On the 8th of January, 1855, Mr. Cushing, Attorney General, filed a notice that the United States would appeal to the District Court of the United States for the Northern District of California.

On the 14th January, 1856, the district judge, Ogden Hoffman, decreed that said decision be and the same is hereby affirmed. And it is further ordered, adjudged, and decreed, that the claim of the appellees be confirmed to the tract of land known as "Canada de Raymundo," being the same now occupied by the said appellees, and bounded and described as follows, viz., bordering to the west on the Sierra Morena, to the east on the rancho de las Pulgas, to the south on the rancho of Maximo Martinez, and to the north on the Great Lagune. Reference for further description to be had to a map, which is made a part of document marked C, and filed in this case.

In November, 1856, in consequence of a notice by the Attorney General that no appeal to the Supreme Court of the United States would be taken, judge Hoffman decreed that the claimants have leave to proceed under the decree of that court heretofore rendered in their favor as on final decree.

What other steps were taken by Greer, the record did not show. As his title stood at the time of the trial, it appeared to be an equitable title only, the decision of the board of commissioners

Page 65 U. S. 271

not passing the legal title, and there having been no subsequent survey and patent.

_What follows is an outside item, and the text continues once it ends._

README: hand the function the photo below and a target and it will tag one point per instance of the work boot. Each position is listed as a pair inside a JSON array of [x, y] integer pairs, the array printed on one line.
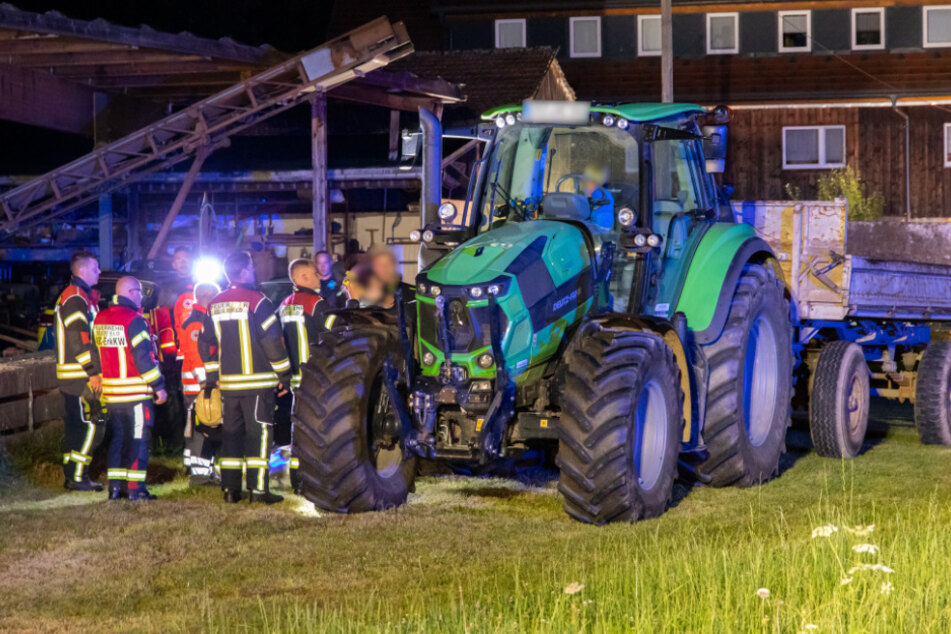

Upon the trial below, the plaintiffs made out their title by the patent and map, and proved that some of the defendants were residing upon the land.

The defendants then offered to prove that the grant to Coppinger, and the confirmation thereof, embraced all the land in controversy in this suit, and that all the defendants at the time of the institution of this suit were in possession of such portions of the premises as were occupied by them under the grant to Coppinger, and deriving title therefrom.

The defendants further offered to prove that the survey and patent given in evidence by the plaintiffs were erroneous in respect to the location of the western line of the Las Pulgas ranch, and that if said line was properly located, according to the grant to Luis Arguello's heirs, or according to the decree of the Supreme Court of the United States confirming said claim, it would not embrace any of the land occupied by the defendants, or either of them.

The defendants further offered to prove that the western line of the Las Pulgas ranch, as established by the patent and survey given in evidence by the plaintiffs, does not stop at the eastern borders of the Canada de Raymundo, but embraces a large portion of the level valley land of the said canada, occupied and held by the defendants, or some of them, under the grant to Coppinger.

All of which proof, both oral and documentary, was objected to by the plaintiffs, and ruled out by the court as incompetent, to which ruling the defendants duly excepted at the time.

The statement of this case has occupied so much room that but little space is left for the arguments of counsel in this Court.